If you work for yourself, you’ve no doubt faced a range of productivity road-blacks. Procrastination, lethargy and burn-out are all barriers to successful self-employment. I’ve spent the last eight years either studying or blogging, and I’ve found a few ways to overcome these pitfalls.
Set daily, weekly, monthly and yearly goals.
Create goals that are specific and measurable. I find that it also helps to make several smaller goals to compliment each big goal. Make a yearly or monthly goal, and then plan out what steps you could take daily or weekly to help you to work towards it.
Identify your partner in crime.
A partner in crime is a person who aids your procrastination. If you’re regularly finding yourself distracted by a particular person, it’s time the two of you had a chat. Explain to them that your work is important, and that you need to work without disruptions. Make it clear that it’s nothing personal, and plan to do something fun with them this weekend.
Take smart breaks.
Taking breaks can be tricky. It’s easy to sit down for a ten-minute break and spend the next three hours watching cat videos on Youtube. Plan at least one ten-minute break for every hour of work you do. Even if you don’t feel tired, taking a short amount of time away from your desk will refresh you and help you to work better for longer. If you don’t think that you can trust yourself to stick to your allotted break times, set an alarm for the end of your break and put it on your desk.
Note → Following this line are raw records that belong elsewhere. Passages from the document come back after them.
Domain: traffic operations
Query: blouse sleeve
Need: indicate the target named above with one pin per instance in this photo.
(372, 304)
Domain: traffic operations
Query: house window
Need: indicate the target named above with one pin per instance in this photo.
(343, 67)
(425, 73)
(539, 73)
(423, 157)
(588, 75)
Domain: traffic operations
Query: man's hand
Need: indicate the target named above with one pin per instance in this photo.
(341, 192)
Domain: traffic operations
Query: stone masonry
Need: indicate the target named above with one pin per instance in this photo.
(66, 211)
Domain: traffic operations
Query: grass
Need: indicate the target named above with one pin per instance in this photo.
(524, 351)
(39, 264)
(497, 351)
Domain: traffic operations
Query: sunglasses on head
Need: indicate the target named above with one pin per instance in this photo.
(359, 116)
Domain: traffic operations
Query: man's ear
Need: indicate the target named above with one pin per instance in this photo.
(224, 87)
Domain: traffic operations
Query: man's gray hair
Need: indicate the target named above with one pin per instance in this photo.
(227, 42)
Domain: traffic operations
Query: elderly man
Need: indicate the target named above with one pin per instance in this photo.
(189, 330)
Make sure that the sound is loud and obnoxious, so that you’ll have to walk to your desk if you want the audio-assault to end.
Be realistic about how much you can do each day.
I often set myself a mountainous to-do list and then lament over the fact that I rarely reach the bottom of it before the day is out. It’s really important to be realistic about exactly how much you can get done in one day. In the morning, choose the three most important tasks and make these your priority. Consider any extra work a bonus.
Change your surroundings.
Cabin fever can start to sink its itchy little claws into you when you’re stuck in the same spot all the time. If you can, set up a workspace in a room other than your bedroom. Also, take your work outside occasionally, to a library, a park or a café if possible.
Be tough, but not rough on yourself.
Sometimes, you might need to give yourself a swift, metaphorical kick up the backside so you can get junk done. However, there’s a difference between being tough and being rough on yourself. You’re being tough when you give yourself a shot of self-discipline for being lazy. You’re being rough when you’re punishing yourself for making a mistake, or forcing yourself to keep working when you’re exhausted. It’s good to be tough on yourself when you need it. It’s not OK to be rough on yourself. Treat yourself kindly, always.
How do you stay motivated when you’re working for yourself?